December 22, 2024
Hossein Haghbin

Hossein Haghbin

Academic Rank: Assistant professor
Address:
Degree: Ph.D in Statistics
Phone: 077322
Faculty: Faculty of Intelligent Systems and Data Science

Research

Title A journey from univariate to multivariate functional time series: A comprehensive review
Type Article
Keywords
forecasting, functional principal component analysis, functional time series, multivariate functional time series
Journal Wiley Interdisciplinary Reviews: Computational Statistics
DOI 10.1002/wics.1640
Researchers Hossein Haghbin (First researcher) , Mehdi Madouliat (Second researcher)

Abstract

Functional time series (FTS) analysis has emerged as a potent framework for modeling and forecasting time-dependent data with functional attributes.
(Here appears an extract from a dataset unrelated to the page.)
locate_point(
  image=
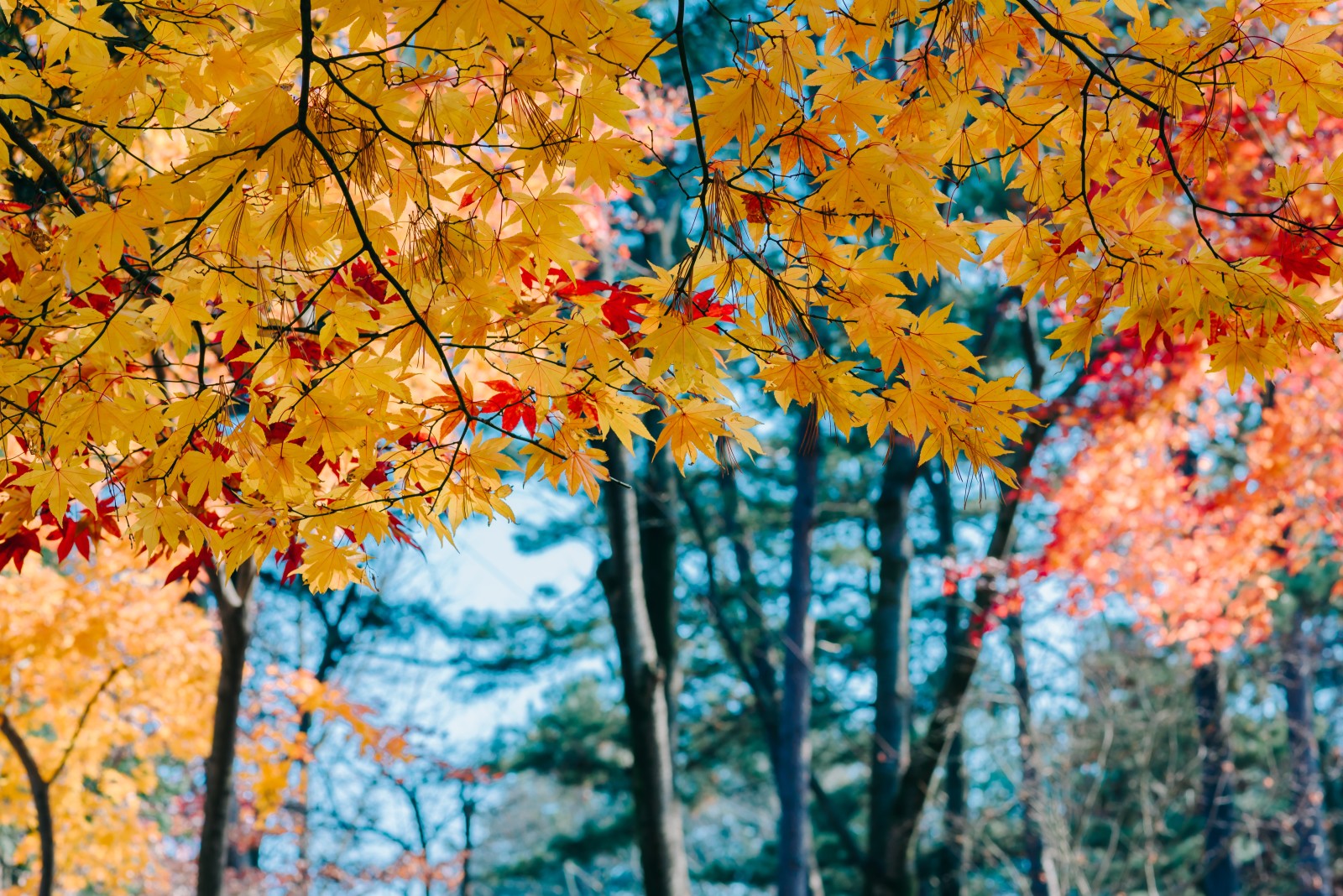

In this comprehensive review, we navigate through the intricate landscape of FTS methodologies, meticulously surveying the core principles of univariate FTS and delving into the nuances of multivariate FTS. The journey commences with an exploration of the foundational aspects of univariate FTS analysis. We delve into representation, estimation, and modeling, spotlighting the effectiveness of various parametric and nonparametric models at our disposal. The stage then transitions to multivariate FTS analysis, where we confront the intricacies posed by high-dimensional data. We explore strategies for dimensionality reduction, forecasting, and the integration of diverse parametric and nonparametric models within the multivariate realm. We also highlight commonly used R packages for modeling and forecasting FTS and multivariate FTS. Acknowledging the dynamic evolution of the field, we dissect challenges and chart future directions, paving a course for refinement and innovation. Through a fusion of multivariate statistics, functional analysis, and time series forecasting, this review underscores the interdisciplinary essence of FTS analysis. It not only reveals past accomplishments, but also illuminates the potential of FTS in unraveling insights and facilitating well-informed decisions across diverse domains.